The deadliest industrial disaster in U.S. history occurred on April 16, 1947, in Texas City, Texas. When the French ship SS Grandcamp exploded, a thousand buildings were destroyed and hundreds of people were killed. Among the dead were half the firefighters in the Texas City Fire Department. All of their firefighting equipment was destroyed, too, which made the city more vulnerable to the damage of the second explosion.

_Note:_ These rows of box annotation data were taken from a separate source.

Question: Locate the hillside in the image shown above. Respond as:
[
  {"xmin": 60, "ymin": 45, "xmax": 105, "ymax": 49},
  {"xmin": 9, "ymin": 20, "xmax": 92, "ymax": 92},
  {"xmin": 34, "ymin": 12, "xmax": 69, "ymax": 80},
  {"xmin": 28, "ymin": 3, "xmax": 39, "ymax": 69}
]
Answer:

Texas City, located on Galveston Bay, was founded in 1893 by a group of investors who dredged a channel for ships and built a railroad connection between the bay and two major railway lines. The town became a major shipping port where oil companies also built refineries, and soon other industries moved in to take advantage of the port. The city grew even faster during World War II, when wartime production and shipping of materials went into overdrive. Soon, the U.S. government established War Department ordnance plants in the city to produce ammonium nitrate, widely used in explosives, especially as an oxidizer. Ammonium nitrate is also an effective fertilizer, and the factories switched over to fertilizer production after the war. But the dangers of storing and transporting large amounts of ammonium nitrate weren’t widely understood at that time—a dearth of knowledge that would have deadly consequences for Texas City.
A MASSIVE BLAST
On April 11, 1947, the cargo ship SS Grandcamp arrived in Texas City to pick up a load of ammonium nitrate. Rain delayed the loading process, but by April 16, the ship held around 2300 tons of the fertilizer. When longshoremen arrived to load more, they noticed a fire that seemed to be coming from several layers down in the piles of 100-pound sacks. An official from the Grandcamp didn’t want to use water on the fire because that would damage the cargo, but fed steam into the hull instead. This did nothing to extinguish the fire, though—ammonium nitrate produces its own oxygen. So the fire department was summoned, and 27 of the 47 volunteers of the Texas City Fire Department responded, with all four of the department’s trucks.
At 9:12 a.m., the ship’s cargo exploded with such force that it broke windows in Houston, 40 miles away, and was felt 250 miles away in Louisiana. The blast killed all of the firemen, the Grandcamp crew members who were still aboard, and most of the crowd that had gathered to watch the fire. Around a thousand buildings were destroyed, including warehouses at the dock and the nearby Monsanto plant, where 145 workers were killed from the explosion and the resulting 15-foot tsunami. Parts of the ship, some weighing several tons, were propelled high into the air, and metal rained down over the city. Falling shrapnel caused nearby refineries to catch fire. Two sightseeing planes flying overhead were blasted out of the air. The Grandcamp’s 2-ton anchor was blown a mile and a half away, and the only other two ships at port, the High Flyer and the Wilson B. Keene, were also damaged in the explosion; the High Flyer was torn from its mooring and thrown into the Wilson B. Keene.
The town’s three medical clinics—which were also damaged in the blast—were immediately overwhelmed with wounded people. Emergency personnel from Galveston and other towns came to tend to the wounded and search for survivors trapped under rubble. Fred Dowdy, the assistant fire chief and one of the few firemen left in the city, coordinated firefighters responding from elsewhere; the remaining 20 volunteer firefighters would soon be killed trying to save the city, wiping out the entire volunteer firefighting force. The local high school was pressed into service as a temporary morgue.
But the disaster was far from over. About an hour after the explosion, the crew of the High Flyer abandoned ship to escape thick smoke. No one discovered the fire in the hold—where a load of ammonium nitrate sat—until later that afternoon. Tugboats arrived to pull the High Flyer away from the dock, but the ship was stuck against the Wilson B. Keene, and at 1:10 a.m. on April 17, the High Flyer exploded. While almost everyone had been evacuated from the docks by then, the explosion sparked more fires in the city, and the Wilson B. Keene was destroyed.
The number of deaths attributed to the disaster varies. Many bodies were completely destroyed, and some seamen, undocumented workers, and travelers may not have been reported missing, but it's generally assumed that nearly 600 people were killed in Texas City, and thousands more were wounded. Property damage was estimated at around $100 million, more than a billion dollars in current value.
On June 22, a funeral was held for all of the unidentified victims. Sixty-three caskets were driven from Camp Wallace, a Navy base in Galveston County, in separate hearses from 51 funeral homes in 28 towns. Over 5000 people attended the service.
The citizens of Texas City rebuilt their town, and many of the industries rebuilt facilities there as well. A class-action lawsuit against the U.S. government, which was responsible for the ammonium nitrate, was appealed all the way up to the Supreme Court. The Court ultimately found the government not liable for the deaths. Since then, regulations regarding the transport and handling of ammonium nitrate have been enacted.